Il sistema delle squadre nazionali giovanili è ancora condizionato da logiche di rappresentanza territoriale.
I Comitati regionali, che esprimono voti e potere all’interno della FISI, pretendono visibilità e presenza nei gruppi delle squadre nazionali. Stesso discorso, a cascata, che vale per i grandi club che dispongono di importanti pacchetti di voti e deleghe nella logica di un sistema che elegge i propri rappresentanti in modo medievale.
È una dinamica antica, ma ancora attiva: spesso le scelte tecniche si piegano agli equilibri politici, e la meritocrazia diventa negoziazione.
Il risultato è una struttura frammentata, con continui cambi di rotta e scarsa continuità metodologica.

In altri Paesi, anche con federazioni più piccole, accade l’opposto: prima si costruisce un progetto tecnico, poi si decide chi lo guida.
Da noi, spesso, le persone vengono prima del progetto.
E ogni volta che si ricomincia, si disperdono mesi di lavoro, risorse e fiducia.
Guardando la cronologia dei nostri risultati, la tendenza è chiara: dagli anni di Tomba e Rocca, quando gli italiani monopolizzavano i podi, a un decennio in cui i piazzamenti si contano sulle dita di una mano.

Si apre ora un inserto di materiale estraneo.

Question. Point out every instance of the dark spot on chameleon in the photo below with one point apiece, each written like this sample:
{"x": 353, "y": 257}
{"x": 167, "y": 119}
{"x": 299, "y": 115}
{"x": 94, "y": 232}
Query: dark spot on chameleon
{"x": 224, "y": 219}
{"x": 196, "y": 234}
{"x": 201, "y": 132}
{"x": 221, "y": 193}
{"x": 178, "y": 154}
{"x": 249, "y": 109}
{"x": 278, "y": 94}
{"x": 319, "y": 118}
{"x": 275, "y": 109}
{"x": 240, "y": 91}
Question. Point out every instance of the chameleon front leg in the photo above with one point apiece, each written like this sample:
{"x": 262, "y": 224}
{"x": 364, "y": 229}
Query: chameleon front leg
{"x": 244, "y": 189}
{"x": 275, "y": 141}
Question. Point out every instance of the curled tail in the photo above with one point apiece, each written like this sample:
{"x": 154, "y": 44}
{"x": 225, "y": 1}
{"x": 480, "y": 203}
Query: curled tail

È un ciclo naturale, ma anche un segnale di un modello che ha smesso di evolversi e mentre le altre scuole hanno accelerato, noi abbiamo mantenuto il passo di ieri.
Nel mondo dello sport, dove ogni stagione riscrive i parametri, vent’anni equivalgono a un secolo.
Non serve negarlo: serve capirlo.
Oggi non abbiamo perso la nostra identità, ma rischiamo di non riconoscerci più nel contesto attuale.
Perché mentre noi difendiamo la correttezza di un gesto, gli altri studiano come trasformarlo in energia utile al cronometro.
Non è un giudizio, è una constatazione.
E forse il primo passo per tornare competitivi sta proprio qui: nel riconoscere che la nostra tradizione non deve essere abbandonata, ma tradotta in una lingua che il mondo moderno capisce.
Lo slalom, più di ogni altra disciplina, ci somiglia: tecnico, meticoloso, esigente, ma ancora profondamente umano.
E come noi, oggi, deve scegliere se restare fedele alla propria forma o ritrovare la propria sostanza.